But the sun, and the ships, and the fish, and the waves, Conyer Clayton's follow-up to her award-winning debut, We Shed Our Skin Like Dynamite, is a collection of prose poems that employs surrealism, humour, and body horror to cope with CPTSD, assault, loss, fear, and the memories of it all. The narrator weaves her way through largely aquatic landscapes-water parks, ponds, beast-filled lakes, vast oceans. She walks through time, reverting to childhood and back within a few lines, has the sureness of knowledge that exists only in dreamscapes, and foreshadows the inevitable with a calm derived from accepting the absurd. These poems, hallucinatory and unexpected, are threaded by repetition: Here is another car accident. Here is another man to flee from. Here is questioned memory.
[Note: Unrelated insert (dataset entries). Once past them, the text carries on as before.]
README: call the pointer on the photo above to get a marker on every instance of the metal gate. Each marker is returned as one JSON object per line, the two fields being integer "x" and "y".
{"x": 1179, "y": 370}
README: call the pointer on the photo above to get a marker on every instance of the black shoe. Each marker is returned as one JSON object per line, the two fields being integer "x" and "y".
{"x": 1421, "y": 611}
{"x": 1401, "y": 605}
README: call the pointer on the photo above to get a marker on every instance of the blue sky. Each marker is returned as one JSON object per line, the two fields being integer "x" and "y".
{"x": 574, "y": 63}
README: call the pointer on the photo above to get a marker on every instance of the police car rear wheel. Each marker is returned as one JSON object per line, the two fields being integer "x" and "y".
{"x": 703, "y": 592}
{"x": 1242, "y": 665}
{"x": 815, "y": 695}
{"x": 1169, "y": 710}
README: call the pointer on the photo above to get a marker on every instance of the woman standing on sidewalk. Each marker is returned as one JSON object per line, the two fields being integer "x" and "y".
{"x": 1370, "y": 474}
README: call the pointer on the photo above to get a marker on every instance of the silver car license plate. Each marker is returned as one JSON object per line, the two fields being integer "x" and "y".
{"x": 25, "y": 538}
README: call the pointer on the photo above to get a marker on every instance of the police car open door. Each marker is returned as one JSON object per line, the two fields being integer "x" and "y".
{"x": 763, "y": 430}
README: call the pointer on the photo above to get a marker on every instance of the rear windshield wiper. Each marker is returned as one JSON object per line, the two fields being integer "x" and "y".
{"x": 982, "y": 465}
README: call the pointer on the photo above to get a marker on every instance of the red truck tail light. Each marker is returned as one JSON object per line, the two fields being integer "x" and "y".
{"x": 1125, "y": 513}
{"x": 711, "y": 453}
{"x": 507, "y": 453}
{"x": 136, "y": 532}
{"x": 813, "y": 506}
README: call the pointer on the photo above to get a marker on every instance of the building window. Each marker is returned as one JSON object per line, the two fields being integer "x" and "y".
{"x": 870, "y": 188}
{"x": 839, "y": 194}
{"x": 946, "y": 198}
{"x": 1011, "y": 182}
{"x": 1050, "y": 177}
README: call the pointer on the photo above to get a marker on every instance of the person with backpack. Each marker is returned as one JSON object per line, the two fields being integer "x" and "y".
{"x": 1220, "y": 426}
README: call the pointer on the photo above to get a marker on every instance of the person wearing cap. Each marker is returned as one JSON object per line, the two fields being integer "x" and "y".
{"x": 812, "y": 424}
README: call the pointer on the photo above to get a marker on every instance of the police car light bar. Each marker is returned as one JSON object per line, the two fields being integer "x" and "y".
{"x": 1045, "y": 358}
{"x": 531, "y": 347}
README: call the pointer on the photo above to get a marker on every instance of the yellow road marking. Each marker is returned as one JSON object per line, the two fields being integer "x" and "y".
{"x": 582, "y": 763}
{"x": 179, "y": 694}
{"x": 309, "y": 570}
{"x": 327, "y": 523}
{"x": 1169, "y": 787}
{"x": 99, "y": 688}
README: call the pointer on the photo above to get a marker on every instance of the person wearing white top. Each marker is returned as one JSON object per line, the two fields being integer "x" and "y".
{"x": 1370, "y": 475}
Here is the site of grief, revisited, and sometimes, within it, tentatively, hope. In these poems, Clayton explores how we question the validity of our own memories, especially those related to abuse and assault, and the way we forget-or obsess over potentially forgetting-memories of those who've died. These poems validate dreams, by proxy, and all internal experience as authentic and valid experience that carries wisdom even when we don't know it.
About the author
Conyer Clayton is a writer, musician, editor, and gymnastics coach living on unceded Algonquin Anishinaabe land. Her debut collection, We Shed Our Skin Like Dynamite, won an Ottawa Book Award and was a Relit Award finalist. She's released two albums and many chapbooks-most recently, Towers by VII, of which she is a member, and Sprawl, written with Manahil Bandukwala and shortlisted for the bpNichol Chapbook Award. But the sun, and the ships, and the fish, and the waves is her second full-length collection.